Quelques-unes des plus belles images de Life in Photographs captent ce temps des innocences épanouies : Simon et Garfunkel, attentifs, en studio, Tim Buckley (père de Jeff) en candid picture sur un roc de Central Park, Neil Young, les yeux bienveillants plantés dans l’objectif, une partie des Mamas and the Papas banalement à table, devant la télévision. Le plus souvent dans un noir et blanc justement  » graineux « . Elle travaille donc pour la presse, pour Mademoiselle, où elle embarque l’icône soul Aretha Franklin dans une session de mode qui dérive en confession à la vodka.

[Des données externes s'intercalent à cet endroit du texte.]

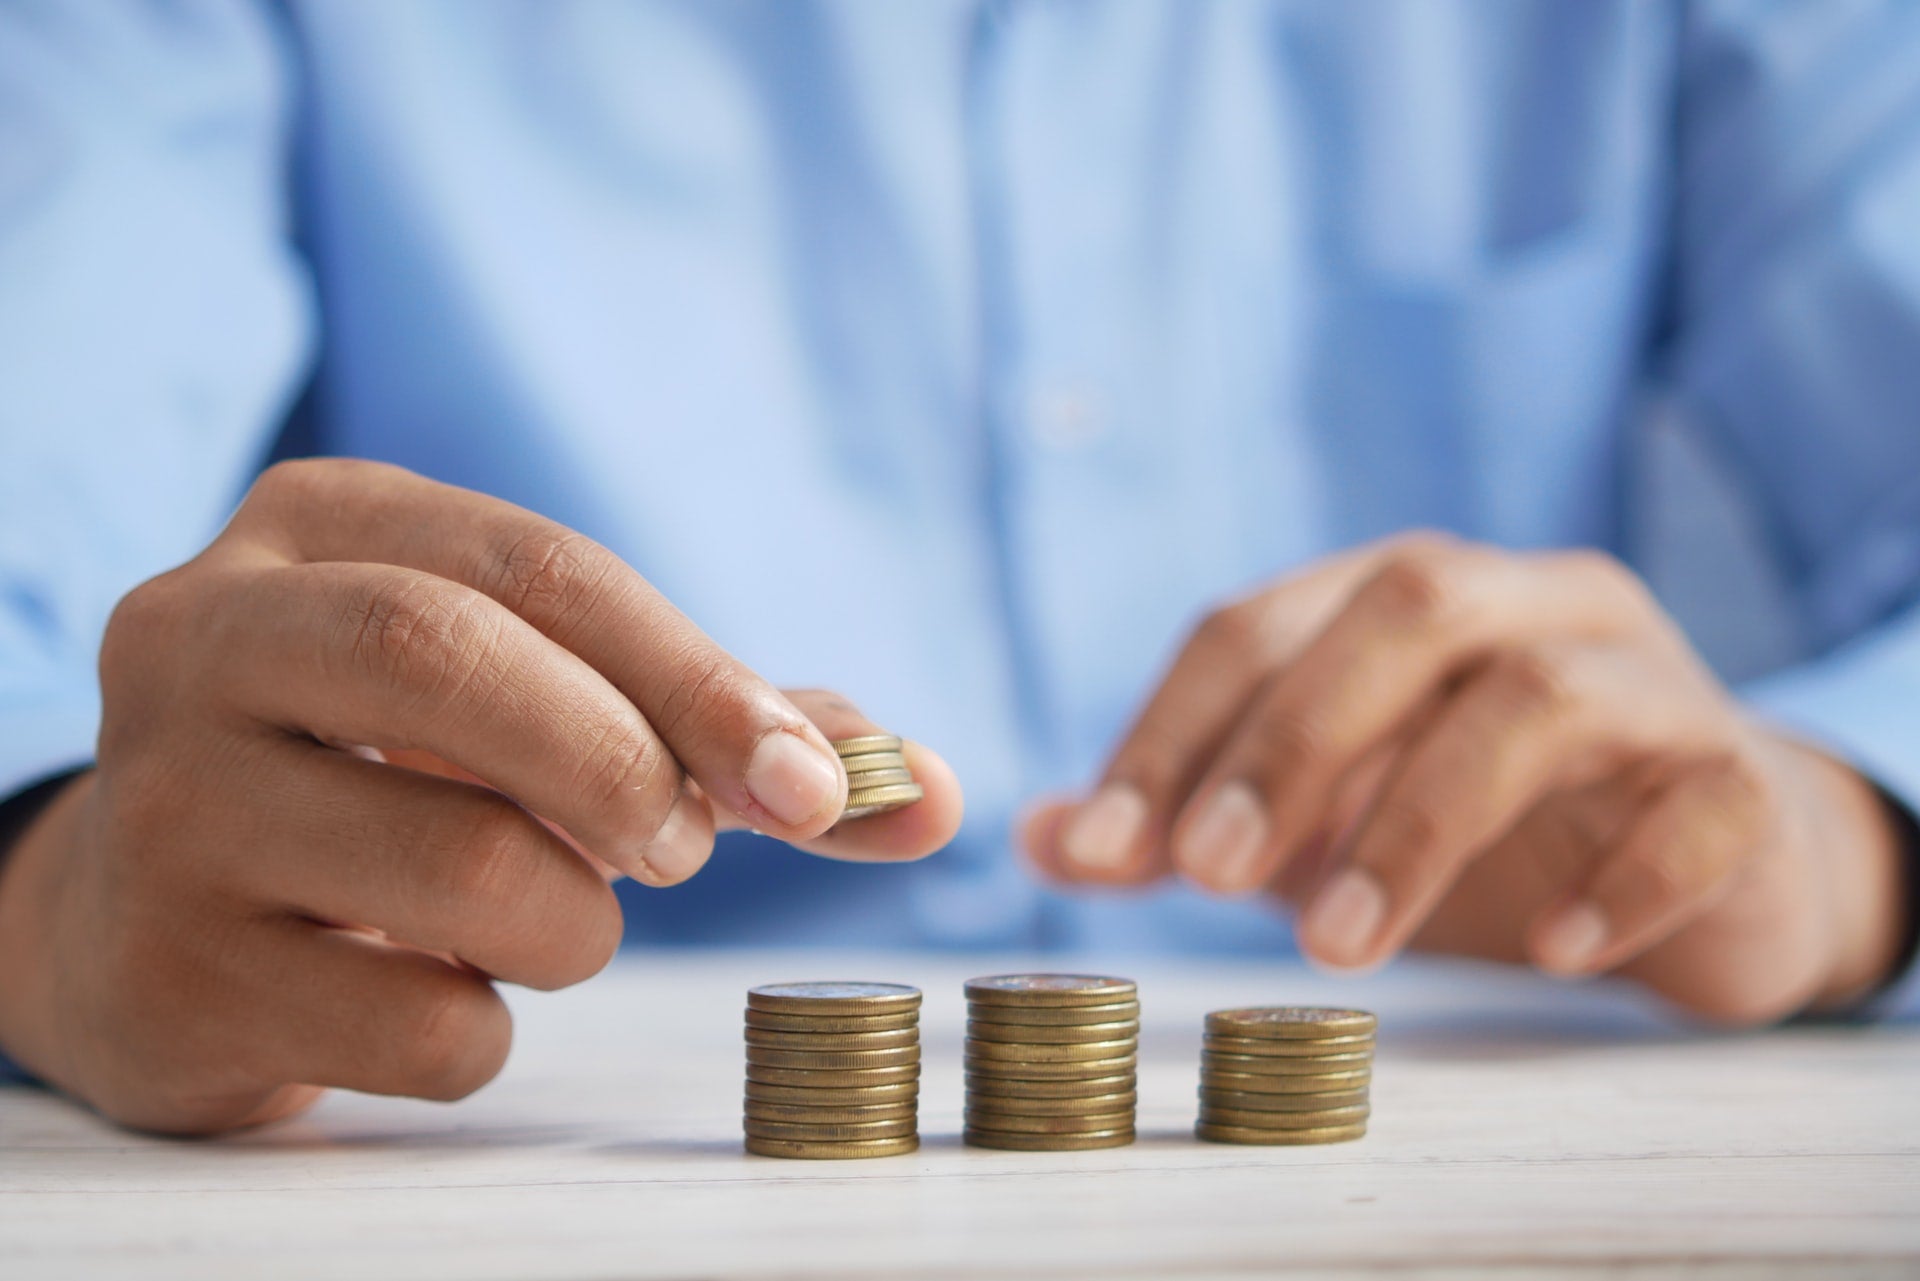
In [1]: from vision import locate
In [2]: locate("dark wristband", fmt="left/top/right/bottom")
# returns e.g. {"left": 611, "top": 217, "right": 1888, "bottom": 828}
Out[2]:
{"left": 0, "top": 767, "right": 87, "bottom": 870}
{"left": 1869, "top": 781, "right": 1920, "bottom": 1005}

Elle est aussi la première femme à décrocher la Une du magazine Rolling Stone : en mai 1968 avec un portrait d’Eric Clapton, un peu grave, définitivement intime.

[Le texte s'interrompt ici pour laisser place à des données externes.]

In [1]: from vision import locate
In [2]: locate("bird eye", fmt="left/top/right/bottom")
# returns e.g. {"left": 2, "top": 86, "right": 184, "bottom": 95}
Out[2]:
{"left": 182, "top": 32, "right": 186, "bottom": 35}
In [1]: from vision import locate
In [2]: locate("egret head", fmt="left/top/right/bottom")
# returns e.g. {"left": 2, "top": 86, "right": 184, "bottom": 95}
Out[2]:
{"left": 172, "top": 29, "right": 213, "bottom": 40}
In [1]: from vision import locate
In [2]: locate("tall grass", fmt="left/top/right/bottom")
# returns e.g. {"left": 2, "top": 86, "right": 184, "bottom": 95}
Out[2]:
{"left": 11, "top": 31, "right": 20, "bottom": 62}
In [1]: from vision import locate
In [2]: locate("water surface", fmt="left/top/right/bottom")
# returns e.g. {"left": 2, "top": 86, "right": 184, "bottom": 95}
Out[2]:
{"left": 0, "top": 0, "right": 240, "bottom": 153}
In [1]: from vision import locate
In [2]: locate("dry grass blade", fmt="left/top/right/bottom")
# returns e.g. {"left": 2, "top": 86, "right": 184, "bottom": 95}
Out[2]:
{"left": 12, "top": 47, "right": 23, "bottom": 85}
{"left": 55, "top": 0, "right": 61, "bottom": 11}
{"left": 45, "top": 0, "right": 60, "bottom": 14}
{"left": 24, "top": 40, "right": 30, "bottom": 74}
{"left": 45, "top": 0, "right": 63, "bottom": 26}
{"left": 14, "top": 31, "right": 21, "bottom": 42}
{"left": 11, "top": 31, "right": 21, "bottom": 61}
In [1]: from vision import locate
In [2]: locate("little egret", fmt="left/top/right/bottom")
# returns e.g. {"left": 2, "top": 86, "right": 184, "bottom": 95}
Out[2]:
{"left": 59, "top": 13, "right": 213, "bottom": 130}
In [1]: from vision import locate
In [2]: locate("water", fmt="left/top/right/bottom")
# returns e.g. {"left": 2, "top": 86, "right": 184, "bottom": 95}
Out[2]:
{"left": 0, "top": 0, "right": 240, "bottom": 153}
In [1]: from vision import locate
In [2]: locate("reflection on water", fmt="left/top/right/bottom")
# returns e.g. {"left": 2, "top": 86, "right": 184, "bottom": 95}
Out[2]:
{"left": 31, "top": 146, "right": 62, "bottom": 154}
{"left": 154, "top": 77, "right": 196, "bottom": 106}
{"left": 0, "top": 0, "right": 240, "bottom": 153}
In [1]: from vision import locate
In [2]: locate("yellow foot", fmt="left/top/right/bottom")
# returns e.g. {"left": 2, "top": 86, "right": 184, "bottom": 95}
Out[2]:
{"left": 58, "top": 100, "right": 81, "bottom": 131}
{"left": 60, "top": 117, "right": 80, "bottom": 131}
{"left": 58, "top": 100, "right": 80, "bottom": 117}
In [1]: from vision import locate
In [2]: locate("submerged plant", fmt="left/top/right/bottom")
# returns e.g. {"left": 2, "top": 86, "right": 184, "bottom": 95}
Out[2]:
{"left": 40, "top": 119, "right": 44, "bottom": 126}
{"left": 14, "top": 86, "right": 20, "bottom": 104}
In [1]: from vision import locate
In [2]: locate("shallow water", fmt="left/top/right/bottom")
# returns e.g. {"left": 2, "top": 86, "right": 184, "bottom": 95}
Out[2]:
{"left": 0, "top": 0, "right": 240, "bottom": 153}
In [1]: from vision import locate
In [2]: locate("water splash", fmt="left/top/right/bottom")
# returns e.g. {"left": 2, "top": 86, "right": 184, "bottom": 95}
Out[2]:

Envoyée à Londres pour chroniquer les swingingsixties, elle y rencontre Paul McCartney, saisit la complicité des Beatles – on est au printemps 1967 – et finit par épouser leur coleader chérubin en mars 1969. Ces moments charnières de la Beatles story, le passage de la jubilation de Sgt. Peppers à la séparation acrimonieuse, sont l’un des moments importants du livre. Belles photos de la bande à Lennon, sentiment d’accomplissement communautaire, et puis disgrâce des rapports, fuite vers la solitude en famille dans les étendues campagnardes du Sussex ou le no man’s land d’Ecosse. Une bonne moitié de l’ouvrage de Taschen est ainsi consacrée à la vie post-Beatles de Linda, Paul et de leurs quatre enfants, Mary, Stella, James et Heather, adoptée lors d’un premier mariage.

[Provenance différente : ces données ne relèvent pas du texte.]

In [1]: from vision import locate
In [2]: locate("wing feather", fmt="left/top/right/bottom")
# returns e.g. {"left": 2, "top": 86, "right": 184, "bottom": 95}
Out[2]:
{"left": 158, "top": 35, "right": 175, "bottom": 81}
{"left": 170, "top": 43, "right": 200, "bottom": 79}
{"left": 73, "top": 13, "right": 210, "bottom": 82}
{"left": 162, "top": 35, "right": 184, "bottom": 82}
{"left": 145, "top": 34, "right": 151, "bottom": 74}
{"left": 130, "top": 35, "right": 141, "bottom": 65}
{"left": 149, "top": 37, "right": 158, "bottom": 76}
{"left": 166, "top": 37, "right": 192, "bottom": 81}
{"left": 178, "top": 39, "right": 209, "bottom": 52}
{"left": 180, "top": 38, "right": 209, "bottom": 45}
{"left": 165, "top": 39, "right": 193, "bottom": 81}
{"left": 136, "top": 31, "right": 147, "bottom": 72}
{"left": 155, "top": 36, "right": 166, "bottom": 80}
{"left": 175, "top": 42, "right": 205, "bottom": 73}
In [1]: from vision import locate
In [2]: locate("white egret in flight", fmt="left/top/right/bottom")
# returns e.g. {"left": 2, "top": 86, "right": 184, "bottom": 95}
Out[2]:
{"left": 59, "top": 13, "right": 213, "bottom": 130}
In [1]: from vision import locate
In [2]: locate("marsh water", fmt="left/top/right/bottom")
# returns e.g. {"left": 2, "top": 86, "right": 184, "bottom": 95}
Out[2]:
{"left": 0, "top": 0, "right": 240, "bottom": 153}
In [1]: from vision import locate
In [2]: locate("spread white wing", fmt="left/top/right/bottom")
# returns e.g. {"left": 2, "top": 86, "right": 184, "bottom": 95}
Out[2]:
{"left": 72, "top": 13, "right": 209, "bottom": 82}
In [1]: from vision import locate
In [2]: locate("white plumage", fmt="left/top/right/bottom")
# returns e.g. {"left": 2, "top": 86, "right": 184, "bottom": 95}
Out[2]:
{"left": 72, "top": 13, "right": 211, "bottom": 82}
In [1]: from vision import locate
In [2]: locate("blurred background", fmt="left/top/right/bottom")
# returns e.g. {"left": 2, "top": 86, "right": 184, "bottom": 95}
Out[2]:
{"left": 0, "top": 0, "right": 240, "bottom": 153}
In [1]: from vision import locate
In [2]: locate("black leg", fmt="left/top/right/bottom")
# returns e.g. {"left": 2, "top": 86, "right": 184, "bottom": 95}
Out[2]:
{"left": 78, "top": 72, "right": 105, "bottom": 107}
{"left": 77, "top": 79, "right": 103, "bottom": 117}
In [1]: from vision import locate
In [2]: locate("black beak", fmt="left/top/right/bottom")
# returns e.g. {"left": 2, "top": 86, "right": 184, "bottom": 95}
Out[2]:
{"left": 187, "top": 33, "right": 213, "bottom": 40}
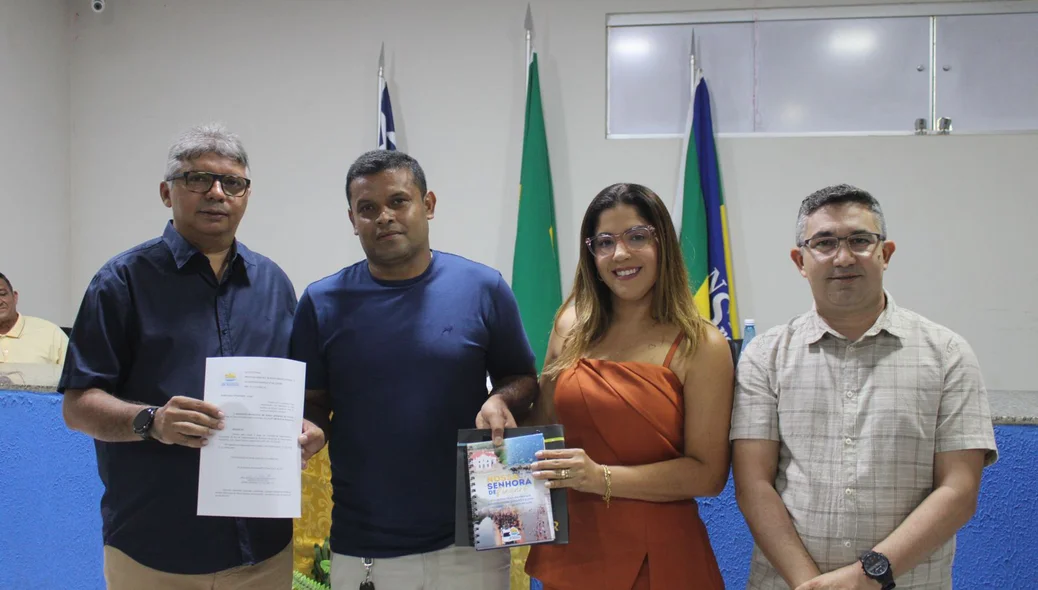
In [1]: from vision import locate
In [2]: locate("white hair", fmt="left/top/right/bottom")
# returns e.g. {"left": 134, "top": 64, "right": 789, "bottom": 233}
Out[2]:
{"left": 165, "top": 123, "right": 250, "bottom": 179}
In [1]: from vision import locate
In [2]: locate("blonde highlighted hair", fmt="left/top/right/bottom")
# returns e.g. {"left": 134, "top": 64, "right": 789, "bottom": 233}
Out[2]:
{"left": 544, "top": 183, "right": 707, "bottom": 378}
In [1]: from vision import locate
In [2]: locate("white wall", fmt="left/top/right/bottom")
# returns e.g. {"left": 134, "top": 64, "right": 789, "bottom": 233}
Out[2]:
{"left": 0, "top": 0, "right": 70, "bottom": 325}
{"left": 61, "top": 0, "right": 1036, "bottom": 390}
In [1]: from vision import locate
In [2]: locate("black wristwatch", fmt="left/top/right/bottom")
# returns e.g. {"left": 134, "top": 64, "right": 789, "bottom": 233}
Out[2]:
{"left": 860, "top": 551, "right": 895, "bottom": 590}
{"left": 132, "top": 406, "right": 158, "bottom": 440}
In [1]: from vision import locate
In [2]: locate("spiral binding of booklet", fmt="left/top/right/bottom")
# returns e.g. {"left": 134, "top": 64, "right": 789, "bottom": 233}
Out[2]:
{"left": 468, "top": 454, "right": 482, "bottom": 546}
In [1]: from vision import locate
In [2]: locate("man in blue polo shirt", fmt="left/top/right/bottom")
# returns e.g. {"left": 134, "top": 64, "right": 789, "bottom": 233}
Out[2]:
{"left": 291, "top": 150, "right": 539, "bottom": 589}
{"left": 59, "top": 123, "right": 324, "bottom": 589}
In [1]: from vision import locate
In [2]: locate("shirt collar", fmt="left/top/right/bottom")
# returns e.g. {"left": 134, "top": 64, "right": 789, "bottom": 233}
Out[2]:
{"left": 865, "top": 292, "right": 908, "bottom": 339}
{"left": 3, "top": 314, "right": 24, "bottom": 338}
{"left": 160, "top": 220, "right": 254, "bottom": 271}
{"left": 805, "top": 290, "right": 907, "bottom": 344}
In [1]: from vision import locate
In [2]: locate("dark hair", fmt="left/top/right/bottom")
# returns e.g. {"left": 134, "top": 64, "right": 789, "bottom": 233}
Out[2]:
{"left": 344, "top": 150, "right": 428, "bottom": 208}
{"left": 796, "top": 183, "right": 887, "bottom": 245}
{"left": 544, "top": 183, "right": 706, "bottom": 378}
{"left": 0, "top": 272, "right": 11, "bottom": 292}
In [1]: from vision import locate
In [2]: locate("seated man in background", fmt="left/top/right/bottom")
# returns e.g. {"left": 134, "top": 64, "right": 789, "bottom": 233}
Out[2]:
{"left": 0, "top": 271, "right": 68, "bottom": 366}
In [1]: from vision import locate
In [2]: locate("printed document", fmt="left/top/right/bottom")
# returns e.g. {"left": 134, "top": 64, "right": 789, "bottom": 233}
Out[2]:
{"left": 197, "top": 356, "right": 305, "bottom": 518}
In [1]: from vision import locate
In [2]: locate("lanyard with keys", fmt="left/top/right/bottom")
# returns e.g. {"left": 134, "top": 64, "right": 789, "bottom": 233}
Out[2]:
{"left": 359, "top": 557, "right": 375, "bottom": 590}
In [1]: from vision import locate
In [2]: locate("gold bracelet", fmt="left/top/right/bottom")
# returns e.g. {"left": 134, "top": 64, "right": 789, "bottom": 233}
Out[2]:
{"left": 601, "top": 465, "right": 612, "bottom": 507}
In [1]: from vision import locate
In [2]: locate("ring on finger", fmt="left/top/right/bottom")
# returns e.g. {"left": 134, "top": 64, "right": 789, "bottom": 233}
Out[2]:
{"left": 557, "top": 468, "right": 571, "bottom": 479}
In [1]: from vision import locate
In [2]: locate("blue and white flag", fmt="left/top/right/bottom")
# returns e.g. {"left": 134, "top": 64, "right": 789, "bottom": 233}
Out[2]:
{"left": 378, "top": 78, "right": 396, "bottom": 151}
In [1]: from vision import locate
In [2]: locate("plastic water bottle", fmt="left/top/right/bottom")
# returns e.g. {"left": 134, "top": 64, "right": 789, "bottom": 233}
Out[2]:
{"left": 742, "top": 319, "right": 756, "bottom": 348}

On n’y voit pratiquement aucune photo des Wings, groupe formé par Paul, incorporant Linda, qui aura, dans les seventies, un énorme succès. Peut-être parce que le rôle de claviériste/choriste joué par elle, n’aura jamais vraiment bonne presse, la femme du patron étant, de fait, nettement plus douée au rayon photos qu’à celui des vocalises… A peine aperçoit-on d’ailleurs quelques indices de show-business, Paul partageant deux clichés avec le Michael Jackson de 1981-1982, encore humain. Par contre, on regarde Paul et les kids sous toutes les coutures, y compris celle de Stella qui fera plus tard carrière dans la haute. Il y a ce très beau moment de Paul et de Mary enfant, nimbé de couleurs chaudes, devant un rideau. Si loin du monde bruyant de la gloire, de ses spasmes pailletés. Mais comme si ce dernier ne lâchait jamais ses proies, ce livre sentimental se termine avec quelques images de vedettes prises dans les années 1990, Jeff Buckley, Jim Jarmusch, Johnny Depp et Kate Moss, joli couple de 1995. Ramenant involontairement ( ?) aux chromos de Linda et Paul, incarnant pleinement un livre qui est autant une histoire d’images rock que d’amour.

(1) Imprésario et producteur américain (1931-1991) qui ouvre en 1968 les Fillmore East et West, respectivement à New York et San Francisco, où défile toute la scène rock.